馬齊一愣,笑道:「是奴……我情急失言了,這便走吧。」
幾人馬不停蹄,又奔往平陽府衙,片刻便至,卻見大門敞開,空蕩蕩的,連一個親衛也無。
待到他們下馬往裡走去,才有人匆匆自裡面跑出來。
「幾位,這是平陽府衙,不可擅闖,請回吧!」來人一襲書生打扮,看上去像是府衙幕僚。
他打量了幾人一番,從對方身上的衣著和氣度,斷定他們身份都不一般,說話也就客氣了幾分。
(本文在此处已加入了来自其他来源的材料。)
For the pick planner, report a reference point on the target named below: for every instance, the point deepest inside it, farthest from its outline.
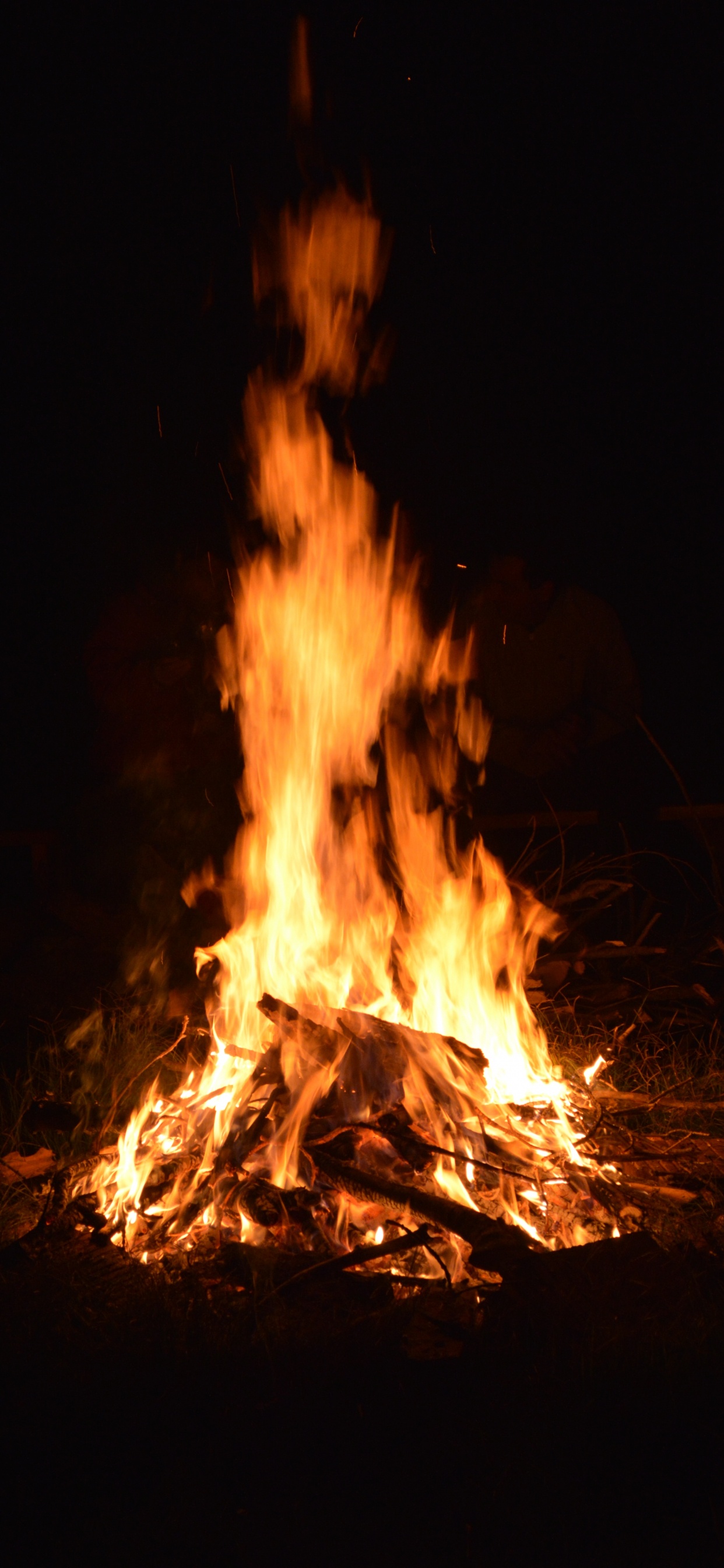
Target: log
(499, 1241)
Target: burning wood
(408, 1074)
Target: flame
(345, 890)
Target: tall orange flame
(347, 897)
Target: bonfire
(375, 1074)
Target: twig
(359, 1255)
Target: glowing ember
(405, 1073)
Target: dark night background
(550, 174)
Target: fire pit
(378, 1092)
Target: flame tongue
(389, 947)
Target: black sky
(552, 178)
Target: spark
(593, 1072)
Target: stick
(472, 1227)
(359, 1255)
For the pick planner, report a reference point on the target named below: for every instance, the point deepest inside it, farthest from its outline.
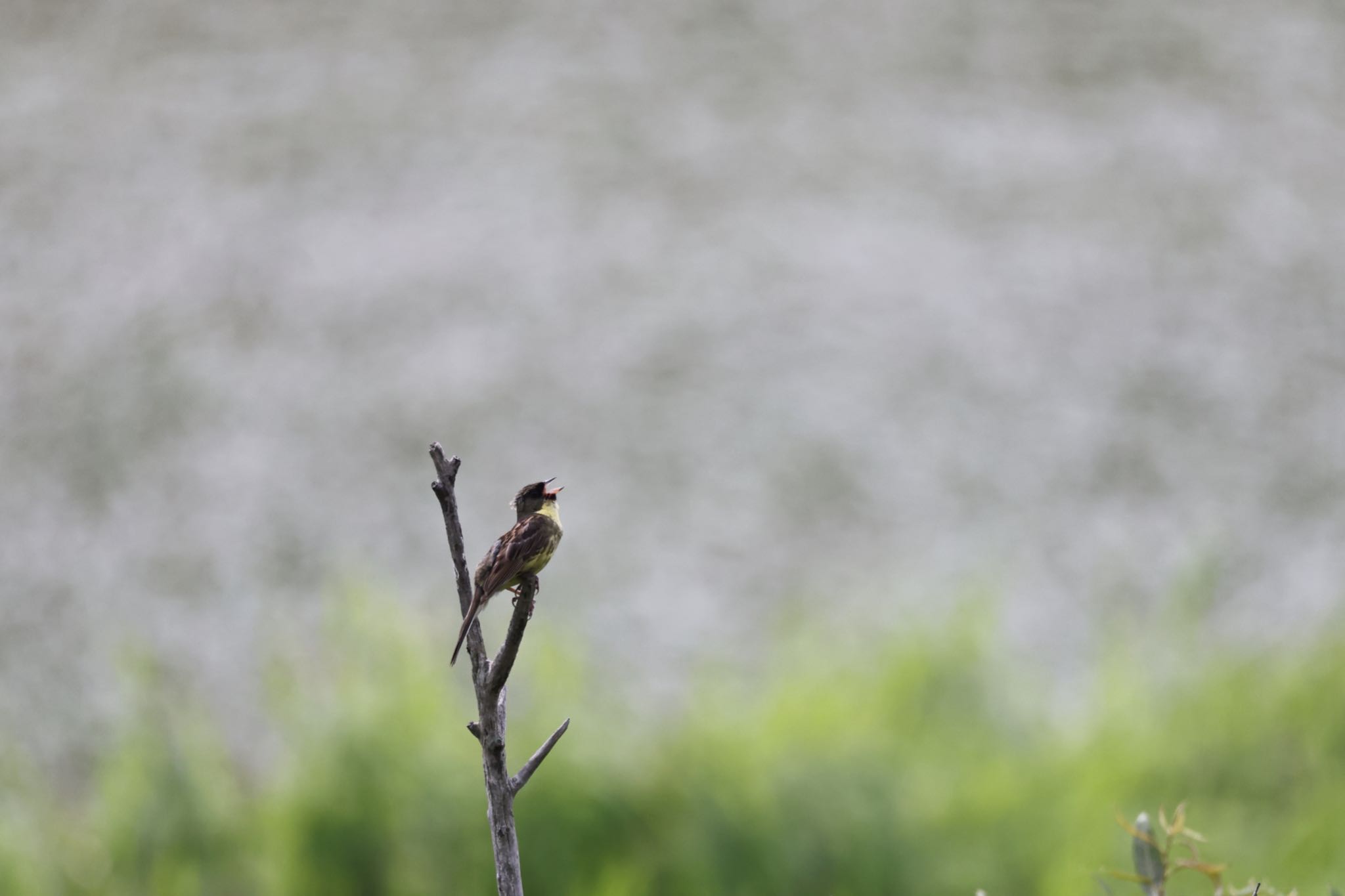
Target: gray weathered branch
(444, 486)
(530, 766)
(489, 680)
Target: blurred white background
(813, 308)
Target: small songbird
(521, 551)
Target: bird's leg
(517, 590)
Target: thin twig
(489, 680)
(530, 766)
(444, 490)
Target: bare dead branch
(530, 766)
(489, 680)
(444, 490)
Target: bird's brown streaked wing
(527, 536)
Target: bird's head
(533, 498)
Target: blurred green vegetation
(927, 766)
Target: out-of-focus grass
(923, 767)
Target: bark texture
(489, 679)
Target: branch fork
(489, 680)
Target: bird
(522, 551)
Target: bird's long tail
(467, 624)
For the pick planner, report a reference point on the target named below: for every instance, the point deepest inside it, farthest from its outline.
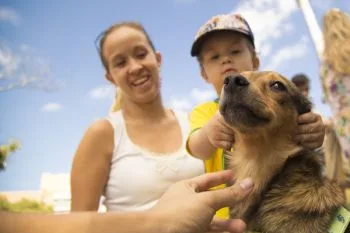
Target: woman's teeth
(140, 81)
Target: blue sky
(52, 84)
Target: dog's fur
(290, 194)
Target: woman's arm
(91, 166)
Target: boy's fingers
(228, 196)
(209, 180)
(225, 145)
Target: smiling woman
(138, 151)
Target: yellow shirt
(198, 118)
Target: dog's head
(261, 99)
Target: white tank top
(138, 177)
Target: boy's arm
(199, 146)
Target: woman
(134, 155)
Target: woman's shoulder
(100, 128)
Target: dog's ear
(302, 103)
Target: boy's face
(223, 54)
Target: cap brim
(197, 44)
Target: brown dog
(290, 194)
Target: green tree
(5, 150)
(24, 205)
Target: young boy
(225, 46)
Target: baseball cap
(227, 22)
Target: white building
(54, 191)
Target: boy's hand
(219, 134)
(310, 131)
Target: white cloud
(9, 15)
(51, 107)
(102, 92)
(24, 69)
(267, 18)
(9, 62)
(287, 53)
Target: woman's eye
(278, 86)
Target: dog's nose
(235, 81)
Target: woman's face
(133, 66)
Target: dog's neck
(260, 157)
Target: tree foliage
(24, 205)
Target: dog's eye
(278, 86)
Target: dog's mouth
(248, 115)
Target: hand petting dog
(310, 131)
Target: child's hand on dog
(310, 131)
(219, 134)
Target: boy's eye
(119, 63)
(278, 86)
(141, 54)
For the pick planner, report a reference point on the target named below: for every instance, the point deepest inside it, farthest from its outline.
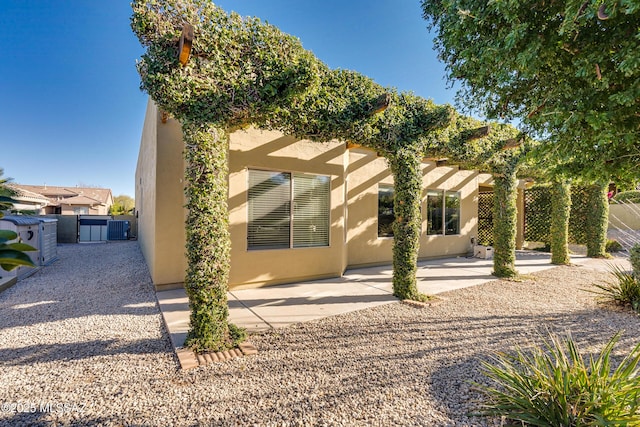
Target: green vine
(505, 223)
(243, 71)
(405, 167)
(559, 230)
(597, 220)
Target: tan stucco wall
(451, 179)
(354, 205)
(624, 216)
(254, 149)
(367, 172)
(160, 198)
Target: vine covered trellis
(215, 72)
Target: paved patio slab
(279, 306)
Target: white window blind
(310, 210)
(286, 210)
(269, 210)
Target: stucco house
(47, 199)
(298, 210)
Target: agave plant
(554, 385)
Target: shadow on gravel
(80, 350)
(87, 280)
(58, 415)
(451, 382)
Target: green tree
(243, 71)
(559, 230)
(568, 71)
(122, 205)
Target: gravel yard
(82, 343)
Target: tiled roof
(57, 194)
(80, 200)
(24, 194)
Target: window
(287, 210)
(385, 211)
(443, 212)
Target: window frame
(389, 188)
(291, 209)
(444, 215)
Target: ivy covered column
(407, 176)
(560, 210)
(207, 235)
(597, 221)
(505, 221)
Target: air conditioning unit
(117, 230)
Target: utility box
(28, 230)
(484, 252)
(48, 240)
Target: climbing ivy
(559, 230)
(597, 220)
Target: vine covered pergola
(216, 72)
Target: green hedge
(628, 196)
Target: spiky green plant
(554, 385)
(625, 290)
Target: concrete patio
(279, 306)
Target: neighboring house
(298, 210)
(26, 200)
(64, 200)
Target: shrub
(634, 258)
(628, 196)
(624, 291)
(555, 386)
(613, 246)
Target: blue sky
(71, 110)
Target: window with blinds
(287, 210)
(269, 225)
(443, 212)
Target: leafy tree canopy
(569, 71)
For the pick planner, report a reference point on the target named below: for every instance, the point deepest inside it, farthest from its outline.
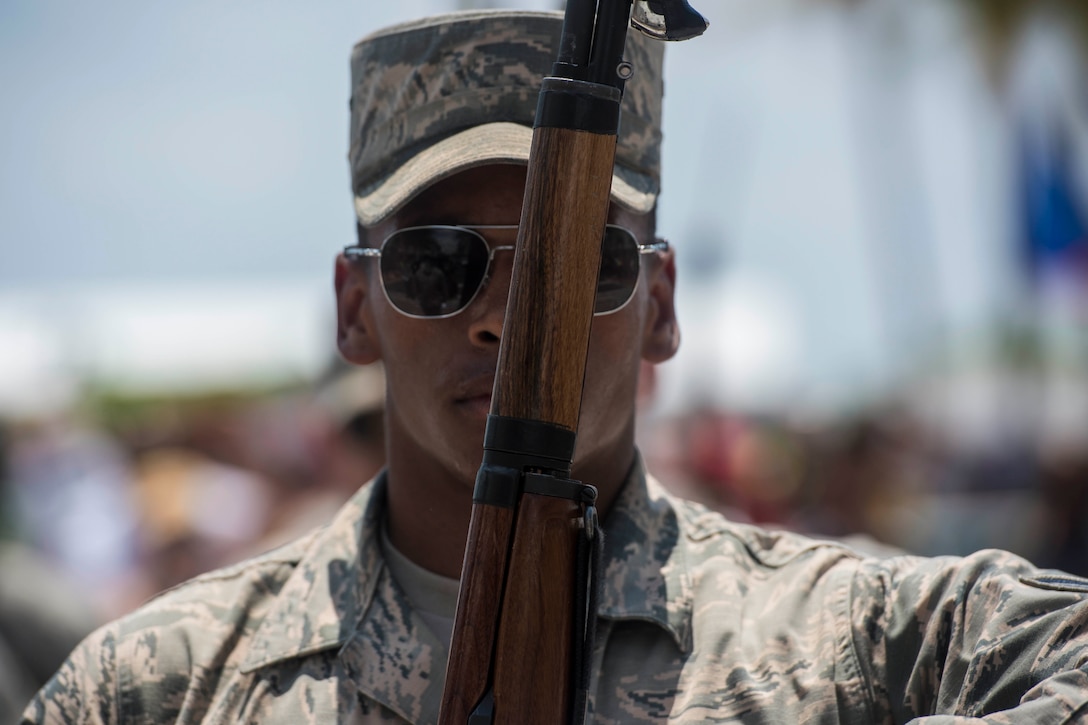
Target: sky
(173, 176)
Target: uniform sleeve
(84, 691)
(983, 639)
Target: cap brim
(492, 143)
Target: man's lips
(476, 393)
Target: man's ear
(354, 326)
(660, 335)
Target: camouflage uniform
(702, 621)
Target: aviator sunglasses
(437, 270)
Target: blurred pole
(905, 269)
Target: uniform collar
(645, 576)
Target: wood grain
(542, 356)
(533, 676)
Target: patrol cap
(437, 96)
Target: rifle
(526, 612)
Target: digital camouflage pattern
(702, 621)
(436, 96)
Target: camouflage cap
(437, 96)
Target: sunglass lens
(432, 271)
(619, 270)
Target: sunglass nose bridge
(491, 263)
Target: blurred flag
(1055, 234)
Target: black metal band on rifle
(514, 445)
(578, 106)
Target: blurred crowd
(98, 515)
(102, 507)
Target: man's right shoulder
(172, 649)
(236, 597)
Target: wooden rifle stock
(520, 642)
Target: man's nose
(489, 309)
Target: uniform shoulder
(222, 603)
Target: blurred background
(879, 210)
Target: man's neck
(430, 506)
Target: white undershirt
(433, 597)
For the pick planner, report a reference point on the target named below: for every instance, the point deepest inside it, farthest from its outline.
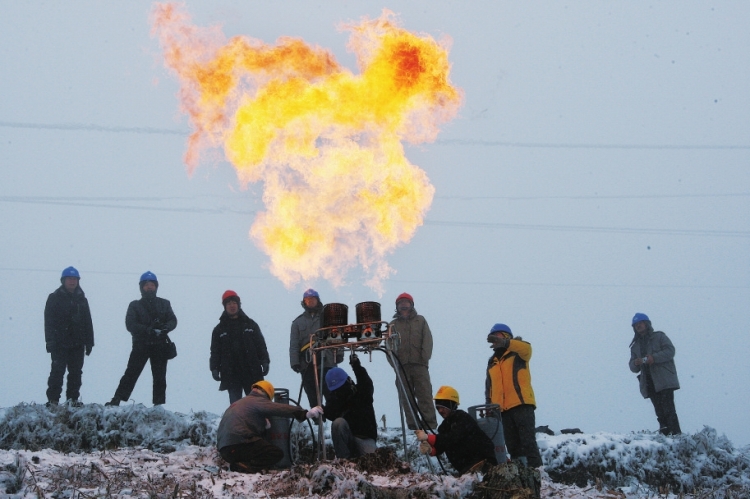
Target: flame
(326, 143)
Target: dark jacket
(237, 350)
(354, 404)
(145, 316)
(463, 441)
(663, 371)
(67, 320)
(245, 420)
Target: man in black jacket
(69, 333)
(468, 448)
(239, 357)
(149, 320)
(354, 430)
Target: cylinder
(492, 425)
(334, 314)
(368, 312)
(279, 432)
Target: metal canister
(279, 432)
(489, 420)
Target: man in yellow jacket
(508, 385)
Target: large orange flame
(327, 144)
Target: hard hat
(335, 378)
(638, 318)
(501, 328)
(148, 276)
(228, 295)
(405, 296)
(447, 393)
(70, 272)
(266, 386)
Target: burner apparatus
(368, 316)
(335, 317)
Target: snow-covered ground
(133, 451)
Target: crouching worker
(244, 424)
(349, 406)
(467, 447)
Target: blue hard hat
(497, 328)
(335, 378)
(638, 318)
(148, 276)
(70, 272)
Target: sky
(598, 167)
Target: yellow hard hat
(447, 393)
(266, 386)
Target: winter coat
(238, 350)
(144, 316)
(663, 371)
(508, 381)
(415, 339)
(303, 327)
(463, 441)
(67, 320)
(354, 404)
(245, 420)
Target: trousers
(139, 355)
(62, 359)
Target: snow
(134, 451)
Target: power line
(570, 145)
(92, 127)
(572, 228)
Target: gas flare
(325, 143)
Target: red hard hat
(404, 296)
(227, 295)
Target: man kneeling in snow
(242, 428)
(354, 430)
(468, 448)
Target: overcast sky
(598, 168)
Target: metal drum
(368, 313)
(335, 316)
(278, 435)
(492, 426)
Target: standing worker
(149, 321)
(413, 355)
(68, 333)
(354, 430)
(239, 356)
(508, 385)
(652, 356)
(240, 436)
(467, 447)
(300, 359)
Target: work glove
(425, 448)
(314, 412)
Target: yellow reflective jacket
(508, 381)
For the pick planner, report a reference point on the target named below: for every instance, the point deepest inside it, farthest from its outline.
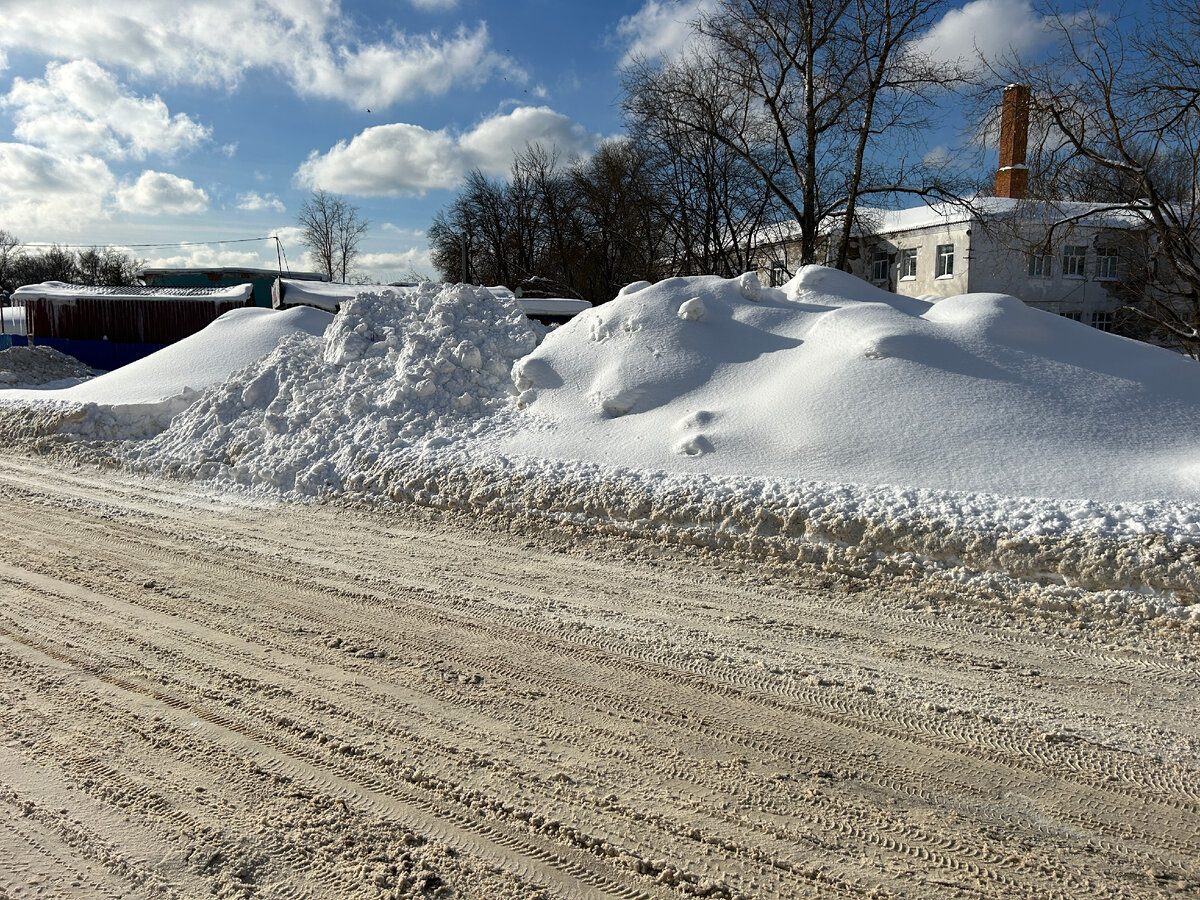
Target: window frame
(943, 259)
(1073, 253)
(879, 274)
(1108, 258)
(1041, 265)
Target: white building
(1078, 259)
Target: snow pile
(31, 366)
(139, 399)
(831, 379)
(13, 319)
(827, 421)
(395, 372)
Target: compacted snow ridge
(970, 437)
(40, 366)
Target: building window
(945, 261)
(1108, 264)
(880, 265)
(1074, 261)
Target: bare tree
(712, 202)
(815, 96)
(331, 229)
(10, 252)
(1117, 101)
(107, 267)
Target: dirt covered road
(205, 699)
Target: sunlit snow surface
(832, 379)
(825, 411)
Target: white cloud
(393, 160)
(395, 267)
(991, 28)
(492, 143)
(161, 193)
(216, 42)
(43, 190)
(213, 256)
(661, 28)
(252, 201)
(79, 108)
(387, 160)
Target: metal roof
(130, 292)
(235, 270)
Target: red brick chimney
(1013, 175)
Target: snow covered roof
(967, 209)
(551, 305)
(325, 294)
(330, 295)
(61, 291)
(988, 208)
(231, 270)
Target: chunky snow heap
(826, 421)
(832, 379)
(141, 399)
(31, 366)
(394, 372)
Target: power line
(153, 246)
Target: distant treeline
(94, 265)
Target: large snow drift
(833, 379)
(821, 419)
(142, 397)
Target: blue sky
(159, 121)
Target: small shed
(108, 327)
(223, 276)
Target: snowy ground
(975, 437)
(205, 699)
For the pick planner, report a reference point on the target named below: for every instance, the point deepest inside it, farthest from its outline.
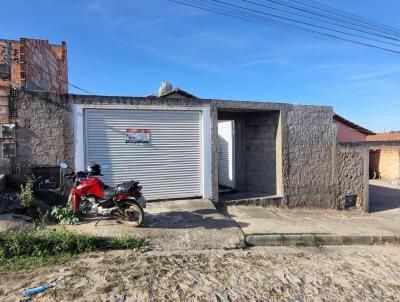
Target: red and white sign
(137, 136)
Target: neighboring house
(349, 131)
(30, 64)
(385, 161)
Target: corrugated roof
(360, 129)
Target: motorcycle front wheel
(132, 214)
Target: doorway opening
(249, 165)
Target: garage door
(168, 166)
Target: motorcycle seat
(109, 192)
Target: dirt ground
(346, 273)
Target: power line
(58, 78)
(300, 22)
(255, 18)
(344, 14)
(347, 21)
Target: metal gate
(168, 166)
(226, 169)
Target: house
(385, 160)
(181, 146)
(26, 64)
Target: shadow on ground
(383, 198)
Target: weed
(26, 195)
(42, 244)
(64, 214)
(26, 263)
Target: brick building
(385, 161)
(29, 64)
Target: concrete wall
(255, 150)
(386, 162)
(306, 165)
(352, 163)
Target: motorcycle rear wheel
(132, 214)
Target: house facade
(385, 160)
(26, 64)
(277, 153)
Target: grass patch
(27, 263)
(40, 248)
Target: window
(8, 130)
(9, 150)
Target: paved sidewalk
(175, 225)
(384, 221)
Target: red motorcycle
(90, 195)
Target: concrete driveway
(384, 198)
(383, 221)
(175, 225)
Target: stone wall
(352, 169)
(311, 141)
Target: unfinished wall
(255, 150)
(43, 66)
(352, 165)
(44, 132)
(311, 140)
(386, 161)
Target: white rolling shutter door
(167, 167)
(226, 171)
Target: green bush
(26, 194)
(64, 214)
(60, 242)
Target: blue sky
(128, 47)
胤禩自然不會先開口,馬齊壓抑著怒氣,沉聲道:「堂堂知府衙門,怎麼連個兵丁都沒有?」
那人見馬齊出口就是詰問,吃了一驚,拱手道:「諸位是?」
馬齊悶哼一聲:「我們自京城來的,姓氏名諱,等見了你們家知府大人再說吧!」
對方反應極快,語氣又恭敬了幾分:「幾位來得不巧,知府大人剛剛出去了。」
「去哪?」
那人苦笑道:「借糧。」
馬齊微微皺眉:「怎麼,官倉沒糧?」
「幾位有所不知,山西前兩年有旱情,皇上天恩,下令開倉放糧,官倉裡的糧食早已用得七七八八,本以為今年總算能豐收了,結果卻碰上這種事情,實在是雪上加霜。」
「臨近府縣,也無富餘糧食了?」
「臨汾、洪洞、浮山、岳陽等縣受災慘重,其他各縣也或多或少受了波及,彼此都自顧不暇,無樑可調,知府大人已上摺子,懇請皇上恩准從太原府等處調糧,只是摺子剛發出去,旨意還沒下來,這邊災情已不能再拖,大人帶人出去找法子了。」
馬齊與胤禩對望一眼,他們本以為這平陽知府懈怠民情,起碼也是個翫忽職守的罪責,卻沒想到從這人口中描述來看,似乎還是個好官。
胤禩道:「既然官倉無糧,可有從城中富戶家中借糧?」
那人看了看他,張口欲言,卻聽見門口傳來一陣參差不齊的腳步聲,他喜道:「知府大人回來了!」
馬齊他們轉頭一看,果然是個穿著從四品文官補服的中年人自外面大步走了進來。
幾人都站在衙門正堂,中年人自然一眼就看到他們。
「大人!」那人忙上前拱手為禮。
中年人點點頭。「這幾位是?」
那人想起自己還不知道幾人身份,不由望向他們。
馬齊從袖中掏出一塊令牌,遞了過去。
「本官馬齊,我等奉皇命而來,勘察災情,聽聞此番死傷甚重,皇上十分關切。」
中年人先是一震,繼而撩袍跪下。「卑職平陽知府王輔,參見欽差大人。」
馬齊之名,他自然不陌生,只是當年馬齊任山西布政使時,王輔還不過是一介小小的知縣。
馬齊原先聽那幕僚說話,還心存疑慮,現下見了王輔一身風塵僕僕,已是信了七八分。
「無須多禮,糧可借到了?」
王輔露出與那幕僚一樣的苦笑:「卑職無能,走遍城中富戶,一顆糧食都未有收穫。」
「莫非他們都受了災?」
「並非如此,富豪之家,房屋比尋常百姓要穩固得多,縱有一兩處坍塌,也不至於所有糧食都被埋在底下,只是卑職所到之處,個個都說沒有餘糧,又讓卑職去檢視他們的糧倉,確實一顆糧食都沒有。」
王輔一臉愁容,並沒有因為馬齊等人的到來而展顏。
胤禩突然道:「此處並非談論之所,大人另找一處清靜的細說吧。」
王輔看向胤禩:「這位是?」
「這是本官的侄子。」馬齊接道。